City of Brass

City of Brass

Baucus bill follies: the public option is anti-progressive

I’ve been reading Tyler Cowen, Ezra Klein, and the League on the matter of the Baucus bill and am frankly bothered by the way in which progressives seem to be losing sight of the main goal of health care: to bring affordable coverage to 100% of all Americans. This is a goal that the vaunted public options does exactly zero to achieve, and it strikes me might actually be undermining these basic principles instead.


It should be noted, again, that the public option would only be available to a small fraction of citizens who are either ineligible or unable to afford private insurance. So the scope of the public option is limited to begin with, and certainly will be constrained so heavily that it will never, ever be the stealth road to single-payer that most of the progressives who are intent on making it a litmus test seem to think it will.

The problem is that the bipartisanship-obsessed reformers like Baucus are trying to trim the overall bill’s cost below arbitrary limits as a guiding principle, rather than trying to craft the best policy to achieve the primary goals and then simply determining the cost. What difference does it really make if the final bill costs $800b or $1200b over the next decade? We just spent $800b on bank bailouts! But when it comes to blue-collar industries like the automobile workers, or something as critical as universal health care, suddenly we are being penny wise and pound foolish.


The foolishness is laid out quite starkly in this graph of the cost of the insurance mandate on lower-income middle class families:


Republicans are calling this a middle-class tax increase, and they are right.
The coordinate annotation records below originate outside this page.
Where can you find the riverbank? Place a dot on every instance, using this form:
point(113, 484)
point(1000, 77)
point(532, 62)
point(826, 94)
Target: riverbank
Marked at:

The solution is not to scrap the bill but to spend more money so that the impact on the middle class is ameliorated via subsidies. Inclusion of a public option would actually suck up even more of the reform budget and cause these effective tax burdens to increase; if progressives really want a progressive policy, then they should concentrate their energy on increasing the overall budget for the reform bill so that the main goals: universal and afffordable coverage, are met.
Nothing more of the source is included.